M.-A. L F. Each aspect of my life uses different types of intelligence. It works for me that way and it allows me to move forward with my life plans. Everything that athletics, my family and my job bring me, emotionally, psychologically, in my relationships with others and myself, is as complementary as the different forms of intelligence! It is also for that reason that sport has always helped me manage my private and professional lives.

J.B. So the different forms of intelligence and the numerous resources resulting therefrom are complementary! Does this explain how athletics, which is not a team sport, can develop such a keen interest in others in a young 6-year-old girl?
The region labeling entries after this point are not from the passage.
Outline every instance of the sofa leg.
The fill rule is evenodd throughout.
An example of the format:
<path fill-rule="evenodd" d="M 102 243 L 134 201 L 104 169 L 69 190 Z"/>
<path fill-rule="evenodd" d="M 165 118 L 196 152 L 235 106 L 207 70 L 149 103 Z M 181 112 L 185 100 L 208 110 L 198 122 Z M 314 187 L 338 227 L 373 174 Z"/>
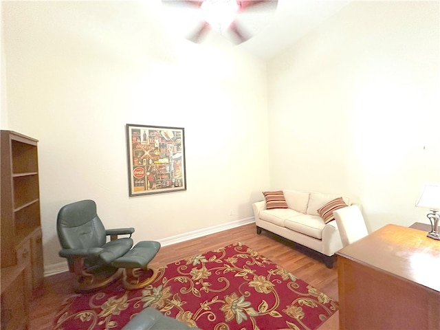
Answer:
<path fill-rule="evenodd" d="M 325 256 L 324 257 L 324 263 L 327 268 L 333 268 L 333 263 L 335 262 L 335 255 L 333 256 Z"/>

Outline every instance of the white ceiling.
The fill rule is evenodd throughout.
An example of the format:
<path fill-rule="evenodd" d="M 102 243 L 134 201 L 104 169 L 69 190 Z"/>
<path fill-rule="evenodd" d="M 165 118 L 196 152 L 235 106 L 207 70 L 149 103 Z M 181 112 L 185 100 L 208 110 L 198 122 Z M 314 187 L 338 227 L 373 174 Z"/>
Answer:
<path fill-rule="evenodd" d="M 236 47 L 267 59 L 349 2 L 278 0 L 275 10 L 249 8 L 239 14 L 237 22 L 254 36 L 236 45 L 230 38 L 210 32 L 200 47 L 206 45 Z M 191 43 L 186 36 L 201 23 L 199 11 L 196 15 L 195 10 L 162 5 L 162 0 L 2 3 L 5 30 L 21 31 L 23 36 L 28 38 L 20 40 L 30 43 L 28 45 L 30 49 L 35 46 L 32 43 L 41 42 L 41 38 L 52 45 L 51 40 L 67 40 L 70 37 L 74 43 L 82 41 L 81 45 L 89 43 L 100 45 L 102 51 L 107 52 L 125 52 L 142 56 L 155 52 L 163 56 L 164 54 L 172 52 L 170 51 L 172 43 L 168 41 L 170 38 Z M 10 47 L 25 47 L 19 41 L 11 41 Z"/>
<path fill-rule="evenodd" d="M 237 16 L 248 32 L 254 36 L 247 41 L 235 45 L 262 58 L 270 58 L 279 51 L 313 30 L 314 27 L 346 6 L 349 1 L 330 0 L 278 0 L 276 10 L 258 6 L 248 9 Z M 188 36 L 200 23 L 196 10 L 164 5 L 165 17 L 169 16 L 175 24 L 175 30 L 182 37 Z M 214 36 L 217 34 L 217 36 Z M 224 38 L 224 36 L 221 36 Z M 214 42 L 219 38 L 215 32 L 210 32 L 202 43 Z M 217 40 L 218 41 L 218 40 Z M 228 42 L 231 43 L 230 38 Z M 234 44 L 231 43 L 231 46 Z"/>

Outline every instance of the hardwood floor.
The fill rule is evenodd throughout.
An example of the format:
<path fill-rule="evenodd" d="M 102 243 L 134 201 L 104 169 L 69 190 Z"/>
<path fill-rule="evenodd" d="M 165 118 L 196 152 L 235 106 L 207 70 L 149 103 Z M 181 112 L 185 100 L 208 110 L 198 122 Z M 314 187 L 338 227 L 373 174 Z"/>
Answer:
<path fill-rule="evenodd" d="M 235 242 L 245 243 L 296 277 L 338 300 L 337 263 L 332 269 L 329 269 L 316 256 L 304 248 L 296 247 L 265 231 L 258 235 L 254 223 L 162 247 L 151 265 L 160 266 Z M 64 298 L 74 294 L 72 287 L 75 281 L 75 275 L 69 272 L 45 278 L 45 294 L 30 303 L 30 330 L 52 329 L 52 322 Z M 337 312 L 320 330 L 338 328 Z"/>

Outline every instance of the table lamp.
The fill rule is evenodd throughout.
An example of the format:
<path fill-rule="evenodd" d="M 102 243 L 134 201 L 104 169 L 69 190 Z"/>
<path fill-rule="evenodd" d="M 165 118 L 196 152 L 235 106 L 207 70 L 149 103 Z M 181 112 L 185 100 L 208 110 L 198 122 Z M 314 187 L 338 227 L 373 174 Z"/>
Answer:
<path fill-rule="evenodd" d="M 416 206 L 429 208 L 431 213 L 426 217 L 431 223 L 431 231 L 428 233 L 428 237 L 440 240 L 439 233 L 439 220 L 440 219 L 440 184 L 426 184 L 424 191 L 415 204 Z"/>

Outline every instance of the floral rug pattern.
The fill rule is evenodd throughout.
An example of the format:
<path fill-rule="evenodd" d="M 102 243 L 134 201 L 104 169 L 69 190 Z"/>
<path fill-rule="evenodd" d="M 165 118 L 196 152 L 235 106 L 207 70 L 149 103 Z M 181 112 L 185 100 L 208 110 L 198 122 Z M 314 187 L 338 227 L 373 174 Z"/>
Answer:
<path fill-rule="evenodd" d="M 54 329 L 120 329 L 146 307 L 204 330 L 315 329 L 338 310 L 327 295 L 241 243 L 159 268 L 138 290 L 121 280 L 64 302 Z"/>

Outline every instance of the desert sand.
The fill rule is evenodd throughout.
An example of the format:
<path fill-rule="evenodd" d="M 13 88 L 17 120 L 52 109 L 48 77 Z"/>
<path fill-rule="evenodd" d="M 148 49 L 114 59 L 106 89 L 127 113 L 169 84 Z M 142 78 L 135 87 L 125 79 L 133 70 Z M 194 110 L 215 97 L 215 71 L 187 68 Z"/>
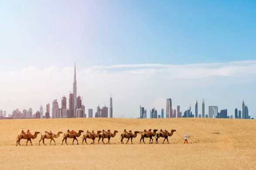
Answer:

M.-A. L F. Maybe! For years, I have been engaging with children who are the managers, the entrepreneurs and citizens of tomorrow to change society’s view of handicaps. To remove the taboo and the fear associated with handicaps and to show them the strength in being different! Today, thanks to my mission within the French Paralympic and Sporting Committee, I can act differently and develop toplevel para-sporting disciplines to ensure that “physical activity for everyone” also applies to those with a handicap. There is a public desire to achieve this but employment and accommodation issues are already so complex that access to sport is very low on the list of priorities. And yet sport helps develop those essential skills which enable you to comfortably manage your social and professional lives. France still has a lot of work to do in this respect and changing mentalities takes time. Therefore, I use all my resources to help others understand that people with handicaps are just as successful as able-bodied people when it comes to helping society evolve, they just need to be given their rightful place. This is an adventure which mobilises all forms of intelligence!